Data Loading - Watching CLI/Manual Loading

When you are doing a manual load, things you can observe

  • console
  • logs
  • Minio/s3

Note

Remember to use screen for long data loads. This will make sure the process does not die when a terminal disconnccts. screen -S {SOME_NAME}

console

  • screen -ls
  • screen r {SOME_NAME} You should see a set of json records being reported.

Note

Nabu will provide a progress bar, but not anything into the main gleaner log.

Logs

  • cd indexing or whereever you ran glcon from
  • ls -l logs You will see a set of logs. initally, this will be there:
gleaner-2023-04-27-21-56-46.log

Then when sitemaps are loaded, reposiories will appear:

repo-magic-issues-2022-12-20-18-54-58.log
repo-magic-loaded-2022-10-06-15-40-07.log
repo-opentopography-issues-2022-10-05-22-04-03.log
repo-opentopography-loaded-2022-10-05-22-04-03.log

Note

Headless repositories run after the not headless repositories. They also run serially, so it can take a long time to run headless. You can just run the headless as separate runs using the --source {SOURCE/REPO}


gleaner-runstats-2023-04-27-05-38-59.log

You can tail -f logs/{file}

Minioadmin/s

In minioadmin you can see a bucket loading.
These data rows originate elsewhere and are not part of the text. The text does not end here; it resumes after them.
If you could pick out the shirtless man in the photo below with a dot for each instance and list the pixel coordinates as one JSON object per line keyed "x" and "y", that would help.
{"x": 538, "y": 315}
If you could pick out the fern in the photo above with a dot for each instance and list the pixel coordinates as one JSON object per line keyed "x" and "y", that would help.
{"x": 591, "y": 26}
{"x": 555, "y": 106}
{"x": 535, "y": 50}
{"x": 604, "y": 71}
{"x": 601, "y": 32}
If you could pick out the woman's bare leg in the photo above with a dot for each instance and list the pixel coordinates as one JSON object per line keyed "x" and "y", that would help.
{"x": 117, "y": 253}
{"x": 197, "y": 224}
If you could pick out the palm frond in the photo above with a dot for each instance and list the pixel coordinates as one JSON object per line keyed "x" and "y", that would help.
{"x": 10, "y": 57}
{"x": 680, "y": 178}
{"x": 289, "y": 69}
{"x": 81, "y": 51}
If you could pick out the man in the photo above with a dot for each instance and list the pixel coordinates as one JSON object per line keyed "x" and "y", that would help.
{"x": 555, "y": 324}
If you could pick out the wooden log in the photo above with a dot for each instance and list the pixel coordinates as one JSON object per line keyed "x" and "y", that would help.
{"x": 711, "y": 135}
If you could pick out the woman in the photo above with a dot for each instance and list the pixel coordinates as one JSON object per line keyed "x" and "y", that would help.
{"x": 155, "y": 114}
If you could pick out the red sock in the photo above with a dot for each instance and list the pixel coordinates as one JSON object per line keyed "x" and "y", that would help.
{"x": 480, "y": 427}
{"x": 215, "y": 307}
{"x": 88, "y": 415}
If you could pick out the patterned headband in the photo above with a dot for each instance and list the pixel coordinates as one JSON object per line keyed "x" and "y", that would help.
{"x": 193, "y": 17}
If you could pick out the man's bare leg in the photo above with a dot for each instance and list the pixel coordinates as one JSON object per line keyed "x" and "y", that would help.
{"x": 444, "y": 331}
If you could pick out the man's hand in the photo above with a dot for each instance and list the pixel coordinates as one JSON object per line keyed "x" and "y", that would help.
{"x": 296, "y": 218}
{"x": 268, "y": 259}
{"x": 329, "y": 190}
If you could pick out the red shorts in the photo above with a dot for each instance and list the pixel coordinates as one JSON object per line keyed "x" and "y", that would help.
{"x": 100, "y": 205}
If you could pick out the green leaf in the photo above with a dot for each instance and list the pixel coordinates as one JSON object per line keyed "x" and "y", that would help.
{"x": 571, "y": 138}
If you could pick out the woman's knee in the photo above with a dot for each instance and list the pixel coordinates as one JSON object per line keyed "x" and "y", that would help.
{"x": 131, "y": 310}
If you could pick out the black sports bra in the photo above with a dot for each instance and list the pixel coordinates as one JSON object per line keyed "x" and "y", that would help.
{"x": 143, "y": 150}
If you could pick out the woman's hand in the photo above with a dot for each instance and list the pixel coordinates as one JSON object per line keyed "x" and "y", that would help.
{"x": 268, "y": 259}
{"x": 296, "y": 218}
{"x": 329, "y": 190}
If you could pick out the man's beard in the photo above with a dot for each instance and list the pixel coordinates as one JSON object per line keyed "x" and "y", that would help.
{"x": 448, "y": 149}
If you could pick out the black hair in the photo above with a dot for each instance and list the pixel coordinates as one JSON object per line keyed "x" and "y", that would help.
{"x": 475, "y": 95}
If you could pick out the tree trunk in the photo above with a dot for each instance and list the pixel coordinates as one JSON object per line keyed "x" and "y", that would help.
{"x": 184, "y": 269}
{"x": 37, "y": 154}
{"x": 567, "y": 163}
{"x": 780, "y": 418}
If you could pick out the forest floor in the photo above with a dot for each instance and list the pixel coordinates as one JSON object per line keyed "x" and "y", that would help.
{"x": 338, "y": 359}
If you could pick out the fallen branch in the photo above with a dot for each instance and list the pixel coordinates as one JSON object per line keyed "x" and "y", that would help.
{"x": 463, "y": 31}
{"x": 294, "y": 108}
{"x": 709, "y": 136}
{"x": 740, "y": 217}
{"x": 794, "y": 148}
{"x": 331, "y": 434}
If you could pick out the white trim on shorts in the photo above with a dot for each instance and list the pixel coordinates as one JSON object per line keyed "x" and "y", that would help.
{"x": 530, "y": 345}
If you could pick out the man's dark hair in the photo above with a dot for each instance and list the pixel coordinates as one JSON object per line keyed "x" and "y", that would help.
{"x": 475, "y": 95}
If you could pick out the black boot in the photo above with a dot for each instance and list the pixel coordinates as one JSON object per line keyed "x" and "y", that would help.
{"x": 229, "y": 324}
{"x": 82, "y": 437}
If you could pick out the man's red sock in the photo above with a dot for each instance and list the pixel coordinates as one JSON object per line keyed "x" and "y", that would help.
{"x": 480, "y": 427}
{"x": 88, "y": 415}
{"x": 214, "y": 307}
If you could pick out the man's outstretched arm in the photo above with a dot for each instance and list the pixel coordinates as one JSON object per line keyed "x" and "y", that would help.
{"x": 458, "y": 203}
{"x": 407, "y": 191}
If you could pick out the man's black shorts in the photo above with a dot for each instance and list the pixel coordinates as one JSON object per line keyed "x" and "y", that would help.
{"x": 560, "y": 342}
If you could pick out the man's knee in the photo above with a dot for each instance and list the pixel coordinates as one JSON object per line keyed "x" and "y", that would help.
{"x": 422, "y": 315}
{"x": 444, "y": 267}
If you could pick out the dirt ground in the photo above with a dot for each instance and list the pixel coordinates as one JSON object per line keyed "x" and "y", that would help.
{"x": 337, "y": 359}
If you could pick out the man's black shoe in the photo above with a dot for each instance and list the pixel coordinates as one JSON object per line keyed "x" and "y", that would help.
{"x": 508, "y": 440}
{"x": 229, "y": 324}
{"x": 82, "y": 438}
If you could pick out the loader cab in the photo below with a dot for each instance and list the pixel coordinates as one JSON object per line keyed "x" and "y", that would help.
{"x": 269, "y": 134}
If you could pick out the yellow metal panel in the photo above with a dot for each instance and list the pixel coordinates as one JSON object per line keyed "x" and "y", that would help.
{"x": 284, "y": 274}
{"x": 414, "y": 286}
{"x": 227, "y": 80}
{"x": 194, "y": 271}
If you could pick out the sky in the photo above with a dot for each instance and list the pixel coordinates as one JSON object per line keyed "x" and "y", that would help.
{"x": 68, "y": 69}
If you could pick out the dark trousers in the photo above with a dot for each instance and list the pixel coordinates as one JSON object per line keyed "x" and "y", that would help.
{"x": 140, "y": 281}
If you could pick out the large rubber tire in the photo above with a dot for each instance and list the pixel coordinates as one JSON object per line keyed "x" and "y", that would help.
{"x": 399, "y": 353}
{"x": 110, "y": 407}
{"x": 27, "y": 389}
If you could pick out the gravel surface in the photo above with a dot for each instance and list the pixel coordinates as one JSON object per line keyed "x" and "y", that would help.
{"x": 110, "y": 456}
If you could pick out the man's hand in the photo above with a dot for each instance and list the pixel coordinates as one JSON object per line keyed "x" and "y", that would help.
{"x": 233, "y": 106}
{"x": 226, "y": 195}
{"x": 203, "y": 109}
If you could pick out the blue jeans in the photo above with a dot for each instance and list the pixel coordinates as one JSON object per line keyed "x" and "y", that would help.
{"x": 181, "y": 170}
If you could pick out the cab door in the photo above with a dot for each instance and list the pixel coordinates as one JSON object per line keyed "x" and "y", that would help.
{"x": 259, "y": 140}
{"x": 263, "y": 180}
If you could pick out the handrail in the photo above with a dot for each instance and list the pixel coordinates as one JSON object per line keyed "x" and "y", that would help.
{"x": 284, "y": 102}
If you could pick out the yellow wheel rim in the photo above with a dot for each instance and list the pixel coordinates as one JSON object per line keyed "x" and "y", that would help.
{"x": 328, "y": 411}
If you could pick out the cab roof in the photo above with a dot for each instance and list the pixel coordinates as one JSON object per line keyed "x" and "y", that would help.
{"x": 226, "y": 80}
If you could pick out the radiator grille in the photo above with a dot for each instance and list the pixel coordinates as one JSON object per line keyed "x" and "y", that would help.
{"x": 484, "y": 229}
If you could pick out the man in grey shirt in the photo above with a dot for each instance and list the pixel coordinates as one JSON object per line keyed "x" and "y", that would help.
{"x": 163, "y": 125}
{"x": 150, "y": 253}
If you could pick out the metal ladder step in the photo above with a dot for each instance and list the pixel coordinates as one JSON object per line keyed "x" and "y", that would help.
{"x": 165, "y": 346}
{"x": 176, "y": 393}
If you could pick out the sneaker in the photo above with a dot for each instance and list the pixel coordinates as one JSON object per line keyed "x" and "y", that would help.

Go to a minioadmin https://minioadmin.geocodes.ncsa.illinois.edu/

Go to the bucket you are loading, summoned path select a repo, Sort by date to see what is the latest loaded (click twice)

Run a missing report

If you run the missing_report you can do a quick idea of what did not make it in... but there is still alot to go the there will be a lot of missing.